A few evenings ago, as I sat at my desk wrapping up some late work, a colleague hesitantly approached me and said, “You might want to see this.”
Apparently, my photo — my very LinkedIn profile picture — had somehow found its way onto Facebook, not for a CSR campaign, not for a corporate event — but to describe someone whose son had been arrested on serious allegations.
For a moment, I froze, as I do not use Facebook. Then I panicked. Then, oddly enough, I laughed. Because what else can you do when your digital self is out there, doing crimes you have never heard of, living a life you never lived?
In that brief moment of panic, dozens of thoughts ran through my head: Who would do this?

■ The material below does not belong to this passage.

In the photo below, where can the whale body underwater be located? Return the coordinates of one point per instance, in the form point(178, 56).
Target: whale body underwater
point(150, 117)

How many people have seen it? What if someone actually believes it?
But what followed was even more surreal. As my colleague scrolled through some of the posts, I began reading the comments. And somewhere between disbelief and absurdity, I found myself laughing. It was not funny, but it was — in that twisted way that only social media can make something simultaneously disturbing and ridiculous.
Apparently, I was “almost viral” for all the wrong reasons. In today’s hyperconnected world, virality has become both an aspiration and a nightmare. We all want our words to reach farther, our stories to resonate deeper, our ideas to spread wider. But what happens when it is not your idea but your identity that goes viral?
“We cannot control what people post, but we can control how we respond. Staying calm helps — even when instinct says otherwise. Reporting the posts to the platform, alerting friends or colleagues, and keeping a record are practical steps.”
Thankfully, many of those posts were soon deleted or taken down. The storm passed quickly — perhaps too quickly for people to even remember what had caused it. But it left me thinking: what do you really do when your identity is hijacked in the digital space, not by hackers, but by misinformed users?